5 LÍNGUA, DISCURSO E RESISTÊNCIA

Nesta parte do texto, focaremos o discurso de Francesc Boix para salvar os negativos incriminadores. O foco é a língua como materialidade significante.

Boix é levado à festa de aniversário de dez anos do filho do diretor de Mauthausen para este ser fotografado. Lá, ele entreouve uma conversa entre o diretor e o chefe da pedreira para onde muitos prisioneiros são levados. É sabido que lá eles são mais bem tratados.
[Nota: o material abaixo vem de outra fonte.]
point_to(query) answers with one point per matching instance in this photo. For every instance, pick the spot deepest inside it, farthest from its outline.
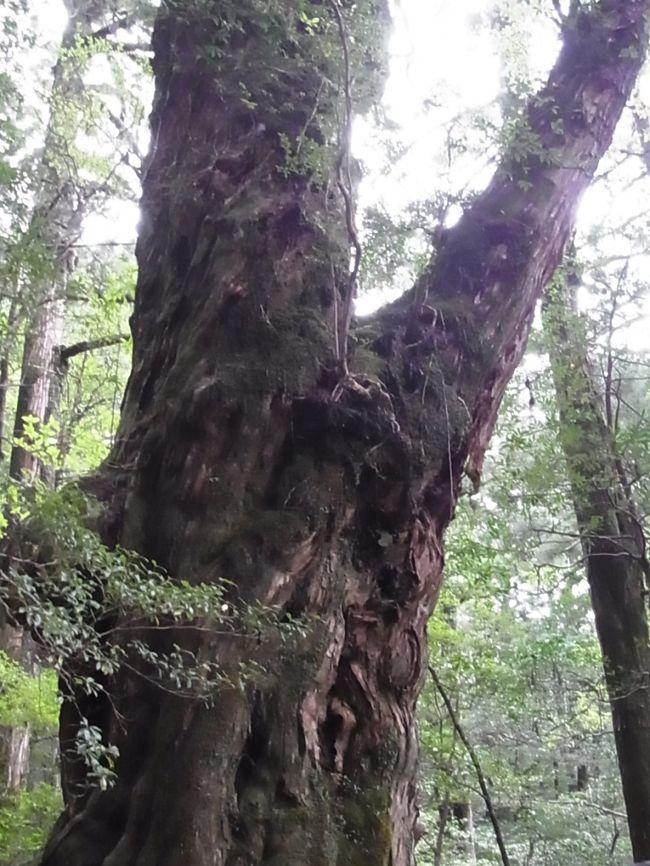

Boix aproveita a oportunidade e indica o garoto Anselmo para trabalhar na pedreira na intenção de tirá-lo do campo e da morte iminente. O chefe da pedreira aceita. Anselmo vai morar em um alojamento e com ele leva mais alguns negativos.

Mas antes disso, em outro momento da festa, o filho do diretor ganha um revólver de aniversário e quer brincar com ele ali mesmo. Seu pai sádico carrega o brinquedo com munição de verdade e ajuda o garoto a mirar nos empregados da festa, todos prisioneiros de Mauthausen. Ele atira em um garçom e este cai imediatamente. O próximo alvo é Anselmo, mas neste momento Boix se interpõe e tenta persuadir o diretor a poupar Anselmo. O diretor, que a todo momento segura o braço do filho e ajuda-o a mirar, diz: “Se não quer ser o próximo, não interfira”. Neste momento, o chefe da pedreira interfere e diz que Anselmo, por ser jovem, pode ser útil, e que poupe pelo menos ele. O filho do diretor, armado e assustado, hesita em atirar, seu pai toma-lhe o revólver da mão e atira em outro garçom-prisioneiro, em vez do garoto. Boix ajudara a salvar a vida do menino.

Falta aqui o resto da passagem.